Es ist richtig, darauf hinzuweisen, dass sich ein Wandel im Kampf um die gesellschaftlichen Res­sour­cen vollzieht, der dazu führt, dass einzelne Menschen mehrere schlecht oder gar nicht bezahlte Jobs auf sich nehmen müssen. Und dieser Wandel hat zudem eine zweite Ebene, da das »Herumzappeln der Flundern« sich auch darauf bezieht, dass die jungen Leute mit der Hochschule zwar den studentischen Status der Jugendlichkeit verlassen, jedoch im Erwachsenenstatus des festen Lohn­arbeitsverhältnisses nicht richtig ankommen. Im un­günstigsten Fall müssen sie sich wieder von den Eltern – falls diese dazu in der Lage sind – versorgen lassen.

Doch genau hier müsste die Kritik ansetzen: Es ist offensichtlich, dass niemand nach dem Studium langfristig unbezahlte Praktika macht, wenn dabei der Lebensunterhalt von abendlichen oder nächtlichen Jobs abhängt. Das können nur diejenigen, die aus einem wohlhabenden Elternhaus oder einer »finanzstarken Bedarfsgemeinschaft«, wie das heutzutage heißt, kommen, die also zwischendurch immer mal wieder zu Hause wohnen können und ansonsten alle paar Monate oder gar Wochen mit ihrem Laptop und ein paar Gepäckstücken umziehen – dem nächsten Praktikum hinterher, einer Karriere auf der Spur, die zumeist nicht zustande kommt. Sie sind es auch, die das Spiel mitspielen und am Laufen halten.
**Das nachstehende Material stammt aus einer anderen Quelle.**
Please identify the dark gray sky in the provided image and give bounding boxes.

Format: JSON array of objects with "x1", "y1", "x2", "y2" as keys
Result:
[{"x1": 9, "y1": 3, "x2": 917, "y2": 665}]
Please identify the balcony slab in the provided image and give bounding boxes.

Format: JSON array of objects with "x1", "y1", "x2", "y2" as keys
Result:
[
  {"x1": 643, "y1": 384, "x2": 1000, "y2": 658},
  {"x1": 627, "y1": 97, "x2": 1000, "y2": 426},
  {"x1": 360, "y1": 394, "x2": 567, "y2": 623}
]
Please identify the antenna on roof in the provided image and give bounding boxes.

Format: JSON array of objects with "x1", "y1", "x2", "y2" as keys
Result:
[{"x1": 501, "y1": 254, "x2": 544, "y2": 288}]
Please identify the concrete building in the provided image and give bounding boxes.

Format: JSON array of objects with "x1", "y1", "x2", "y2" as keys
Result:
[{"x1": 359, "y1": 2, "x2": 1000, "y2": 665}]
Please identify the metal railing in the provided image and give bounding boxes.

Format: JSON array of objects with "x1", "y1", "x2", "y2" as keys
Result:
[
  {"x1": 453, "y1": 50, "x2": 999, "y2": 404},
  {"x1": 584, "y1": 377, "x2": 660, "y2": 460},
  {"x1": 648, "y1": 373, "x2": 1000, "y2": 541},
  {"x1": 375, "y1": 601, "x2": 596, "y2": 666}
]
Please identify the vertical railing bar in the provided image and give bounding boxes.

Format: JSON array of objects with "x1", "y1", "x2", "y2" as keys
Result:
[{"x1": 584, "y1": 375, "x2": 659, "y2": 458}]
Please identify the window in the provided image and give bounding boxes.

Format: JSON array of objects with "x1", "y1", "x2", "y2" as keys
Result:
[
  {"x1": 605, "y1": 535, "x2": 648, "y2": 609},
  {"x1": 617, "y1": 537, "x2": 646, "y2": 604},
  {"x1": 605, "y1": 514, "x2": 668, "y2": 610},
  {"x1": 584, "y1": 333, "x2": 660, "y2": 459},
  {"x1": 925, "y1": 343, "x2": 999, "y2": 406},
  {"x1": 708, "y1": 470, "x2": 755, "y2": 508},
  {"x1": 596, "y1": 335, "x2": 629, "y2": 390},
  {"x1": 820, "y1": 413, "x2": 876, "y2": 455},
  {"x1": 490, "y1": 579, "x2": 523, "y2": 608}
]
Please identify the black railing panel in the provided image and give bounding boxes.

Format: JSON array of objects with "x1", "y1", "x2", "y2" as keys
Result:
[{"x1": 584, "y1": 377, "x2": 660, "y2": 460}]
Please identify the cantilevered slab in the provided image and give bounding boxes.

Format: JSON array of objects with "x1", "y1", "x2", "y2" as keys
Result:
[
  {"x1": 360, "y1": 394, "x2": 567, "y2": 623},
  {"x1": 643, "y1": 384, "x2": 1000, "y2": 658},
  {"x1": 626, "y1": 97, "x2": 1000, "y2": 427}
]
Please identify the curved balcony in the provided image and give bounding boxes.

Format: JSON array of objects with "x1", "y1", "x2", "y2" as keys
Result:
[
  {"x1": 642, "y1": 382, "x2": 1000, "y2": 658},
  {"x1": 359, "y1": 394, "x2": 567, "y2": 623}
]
Auf Spiegel Online war bereits im September 2004 zu lesen, dass vor allem Frauen Probleme damit hätten, sich nach dem Studium auf dem Arbeitsmarkt zügig durchzusetzen und somit längere prekäre Zeiten des Durchwurstelns programmiert seien. Mit der Zeit käme dann das Kinderkriegen als ernsthafte Alternative für die Lebensplanung auf. Nun können also die frohlocken, die schon immer gewusst haben, dass mit einer Gesellschaft von Singlehaushalten, in der alle Karriere machen wollen, kein Staat zu machen ist. Mehr Prekarität, mehr deutsche Kinder!